Vergoldete Mandeln sollen die dunkle Füllung und das Weiße nicht bedecken. Versilberte Mandeln sollen das Gelbe und Grüne nicht bedecken. Wenn du das Gold nicht haben kannst, dann nimm rote und weiße Konfektstücke. Bestreue das Weiße mit Rotem, die dunkle Füllung mit Weißem, das Gelbe mit Rotem und das Grüne mit Weißem.
| Original | Modern / Menge | Wo kaufen | Alternative |
|---|---|---|---|
| mandel cziger | Mandel-Käse-Ersatz | - | Feste Mandelpaste (aus gemahlenen Mandeln und Wasser/Rosenwasser) |
| pettersill | Petersilie | - | - |
| saffran | Safran | gut sortierter Supermarkt, Online-Gewürzhandel | - |
| fuell | Füllung | - | Dieselbe gezuckerte Mandelpaste, kräftig gewürzt |
| yngwer | Ingwer | - | - |
| czymer=rintten | Zimtrinde | gut sortierter Supermarkt, Online-Gewürzhandel | Zimtpulver |
| czucker | Zucker | - | - |
| vergolt mandel ckernn | Vergoldete Mandeln | Online-Handel (Essgold) | - |
| vber silbert mandel ckernn | Versilberte Mandeln | Online-Handel (Esssilber) | - |
| rotten confertt | Rotes Konfekt | - | Kandierte Früchte, rot gefärbt |
| weissen confertt | Weißes Konfekt | - | Kandierte Früchte, weiß gefärbt |
Welches Gericht ist das? Ein spätmittelalterliches Fasten-Schaugericht aus Mandeln - kein Mus im modernen Sinn, sondern eine geformte, mehrfarbig gestreifte Mandel-Konfekt-Platte. Die Basis mandel cziger ist ein milchfreier Frischkäse-Ersatz aus gemahlenen Mandeln (ziger = Molken-/Frischkäse, bis heute als alpines Ziger/Zieger lebendig). Diese feste, süße Mandelmasse ist praktisch identisch mit früher Marzipanmasse - das Gericht steht am Anfang der europäischen Marzipan- und Konfekt-Tradition und erinnert an eine kunstvoll dekorierte Marzipan-Platte oder buntes, geschichtetes Konfekt. Die Fasten-Kurzfassung desselben Prinzips ist m384-072 (dreifarbiges Mandelmus).
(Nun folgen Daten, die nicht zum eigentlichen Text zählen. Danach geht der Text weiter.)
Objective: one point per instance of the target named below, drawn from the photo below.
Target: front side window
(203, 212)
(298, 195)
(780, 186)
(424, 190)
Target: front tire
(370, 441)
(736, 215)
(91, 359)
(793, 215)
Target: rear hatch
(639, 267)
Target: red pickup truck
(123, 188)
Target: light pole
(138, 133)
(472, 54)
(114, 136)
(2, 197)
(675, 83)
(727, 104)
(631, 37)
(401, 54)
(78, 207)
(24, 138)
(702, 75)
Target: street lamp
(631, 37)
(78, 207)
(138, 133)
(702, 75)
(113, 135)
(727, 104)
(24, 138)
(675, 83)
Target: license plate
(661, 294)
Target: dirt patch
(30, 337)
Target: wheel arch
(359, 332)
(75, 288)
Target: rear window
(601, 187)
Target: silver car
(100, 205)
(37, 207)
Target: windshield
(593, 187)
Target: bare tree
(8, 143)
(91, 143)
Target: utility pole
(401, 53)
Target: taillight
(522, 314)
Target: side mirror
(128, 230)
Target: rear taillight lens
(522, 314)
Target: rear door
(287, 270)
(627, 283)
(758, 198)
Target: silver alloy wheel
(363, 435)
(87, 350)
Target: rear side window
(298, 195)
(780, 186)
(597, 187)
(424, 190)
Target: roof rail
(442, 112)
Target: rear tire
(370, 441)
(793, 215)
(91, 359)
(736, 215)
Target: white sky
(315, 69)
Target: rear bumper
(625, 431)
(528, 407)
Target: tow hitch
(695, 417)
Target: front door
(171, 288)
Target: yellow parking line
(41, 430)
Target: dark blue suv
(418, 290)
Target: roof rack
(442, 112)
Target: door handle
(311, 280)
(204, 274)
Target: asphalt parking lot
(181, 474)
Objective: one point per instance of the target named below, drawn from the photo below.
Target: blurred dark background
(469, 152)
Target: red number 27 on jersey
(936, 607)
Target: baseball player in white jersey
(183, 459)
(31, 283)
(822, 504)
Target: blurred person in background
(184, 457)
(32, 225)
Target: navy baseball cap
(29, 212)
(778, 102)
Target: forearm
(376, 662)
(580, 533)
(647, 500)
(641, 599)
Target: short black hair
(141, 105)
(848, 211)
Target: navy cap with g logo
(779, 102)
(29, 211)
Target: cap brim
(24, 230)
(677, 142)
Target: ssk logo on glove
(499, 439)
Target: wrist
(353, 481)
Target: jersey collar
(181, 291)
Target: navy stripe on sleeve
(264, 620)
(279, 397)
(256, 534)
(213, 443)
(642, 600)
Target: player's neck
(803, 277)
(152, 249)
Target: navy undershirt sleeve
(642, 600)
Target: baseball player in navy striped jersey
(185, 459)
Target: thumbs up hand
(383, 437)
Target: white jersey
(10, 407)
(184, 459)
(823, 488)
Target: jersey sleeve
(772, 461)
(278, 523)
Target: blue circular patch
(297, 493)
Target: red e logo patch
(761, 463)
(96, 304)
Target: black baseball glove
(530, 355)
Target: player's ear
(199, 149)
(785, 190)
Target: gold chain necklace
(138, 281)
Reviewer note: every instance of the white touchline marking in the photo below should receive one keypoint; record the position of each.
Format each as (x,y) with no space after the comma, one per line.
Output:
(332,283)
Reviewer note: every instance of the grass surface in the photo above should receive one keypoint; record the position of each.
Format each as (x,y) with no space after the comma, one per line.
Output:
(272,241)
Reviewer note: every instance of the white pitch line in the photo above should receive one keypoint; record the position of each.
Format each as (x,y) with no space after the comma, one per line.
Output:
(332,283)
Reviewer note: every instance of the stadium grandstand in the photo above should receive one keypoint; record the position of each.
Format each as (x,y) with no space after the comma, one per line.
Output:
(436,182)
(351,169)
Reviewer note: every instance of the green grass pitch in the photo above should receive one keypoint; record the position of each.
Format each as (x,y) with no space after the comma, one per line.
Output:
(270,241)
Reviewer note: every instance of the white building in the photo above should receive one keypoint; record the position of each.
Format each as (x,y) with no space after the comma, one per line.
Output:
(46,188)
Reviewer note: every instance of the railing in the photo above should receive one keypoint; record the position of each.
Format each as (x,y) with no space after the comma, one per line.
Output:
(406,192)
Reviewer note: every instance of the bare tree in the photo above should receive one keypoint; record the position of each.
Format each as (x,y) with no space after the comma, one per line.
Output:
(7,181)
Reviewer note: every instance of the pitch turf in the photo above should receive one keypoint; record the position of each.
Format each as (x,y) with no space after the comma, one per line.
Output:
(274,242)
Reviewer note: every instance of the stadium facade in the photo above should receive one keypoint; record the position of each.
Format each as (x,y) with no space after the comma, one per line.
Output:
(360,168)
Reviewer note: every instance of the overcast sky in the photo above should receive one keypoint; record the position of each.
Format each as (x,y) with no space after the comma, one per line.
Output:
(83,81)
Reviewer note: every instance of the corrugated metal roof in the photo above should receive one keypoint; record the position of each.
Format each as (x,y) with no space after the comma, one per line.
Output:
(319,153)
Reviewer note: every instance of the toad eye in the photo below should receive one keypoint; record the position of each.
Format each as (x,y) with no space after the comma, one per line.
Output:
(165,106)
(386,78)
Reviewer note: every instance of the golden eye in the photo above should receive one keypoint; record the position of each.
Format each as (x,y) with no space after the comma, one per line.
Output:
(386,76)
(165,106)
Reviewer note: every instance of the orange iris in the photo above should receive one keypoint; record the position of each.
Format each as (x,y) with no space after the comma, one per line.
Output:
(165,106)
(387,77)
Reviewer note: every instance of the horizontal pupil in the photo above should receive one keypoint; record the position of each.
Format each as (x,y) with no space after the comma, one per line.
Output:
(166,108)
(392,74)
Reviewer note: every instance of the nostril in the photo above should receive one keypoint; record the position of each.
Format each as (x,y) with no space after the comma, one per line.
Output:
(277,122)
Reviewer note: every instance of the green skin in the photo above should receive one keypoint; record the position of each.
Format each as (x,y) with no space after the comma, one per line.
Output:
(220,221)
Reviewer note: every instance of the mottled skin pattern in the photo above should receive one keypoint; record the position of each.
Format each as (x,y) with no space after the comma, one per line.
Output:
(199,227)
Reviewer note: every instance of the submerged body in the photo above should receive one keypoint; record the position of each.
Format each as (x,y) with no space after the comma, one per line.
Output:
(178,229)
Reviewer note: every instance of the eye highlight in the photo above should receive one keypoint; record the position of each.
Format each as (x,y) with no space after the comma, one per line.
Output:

Die Füllung. Der Verweis fuell gleich als czw dem ygel löst sich korpusintern auf: Das Igel-Rezept ist mon-038 (Mandel-Igel), eine gestoßene, ausgepresste und mit Zucker abgeschmeckte Mandelmasse, fest genug zum Formen; dieselbe Machart auch bei mha-006 (weißer Igel). Die Füllung ist also eine süße, formbare Mandelpaste - keine Semmelbrösel und kein Fleisch. Hier wird sie klein gehackt und kräftig gewürzt (gburcz woll ab), wodurch sie dunkel wird: genau das swarcz des Textes. Es gibt also drei gefärbte Mandel-Teile plus die dunkle Füllung, keine vierte, schwarz gefärbte Schicht.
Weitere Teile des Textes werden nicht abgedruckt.